And it really is noticeably so that, with each passing year, not only the Tiananmen Mothers
but also the witnesses to the Tiananmen Square massacre who deliver messages
(sometimes live, other times on video) to those assembled at Victoria
Park on the evening of June 4th are growing and looking increasingly
old.
At
the same time, those who get to thinking that the spirits of those
seeking vindication and justice for the June 4th, 1989, massacre victims
are weakening are very much mistaken. In fact, my sense is that, with
each passing year, the resolve of people to carry on remembering, and
also to resist the immoralities of the Communist Chinese government,
actually gets hardened -- and this all the more so when it's so
obviously the case that the persecutions have continued, claimed further
victims (such as Liu Xiaobo) and are making martyrs of still more innocents (including Liu Xia).

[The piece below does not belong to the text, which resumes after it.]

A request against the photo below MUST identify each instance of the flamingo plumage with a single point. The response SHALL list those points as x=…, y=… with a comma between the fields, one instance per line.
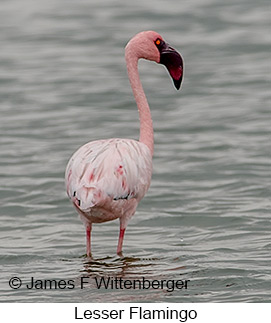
x=106, y=179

To those who say that the Communists will never fall from power in China: I will (counter-)state with certainty that nothing lasts forever. Not the Qing dynasty or any other regime that has ruled the area currently occupied by China at any point in history. Not the regime of Robert Mugabe, whose 37 year rule over Zimbabwe came to an end late last year; nor the presidency of South Africa's Jacob Zuma, ousted after nine years this past February; nor -- perhaps most shockingly to my mind! -- the Barisan Nasional coalition government whose 60 year rule came to an end after being voted out in the Malaysian General Elections just last month!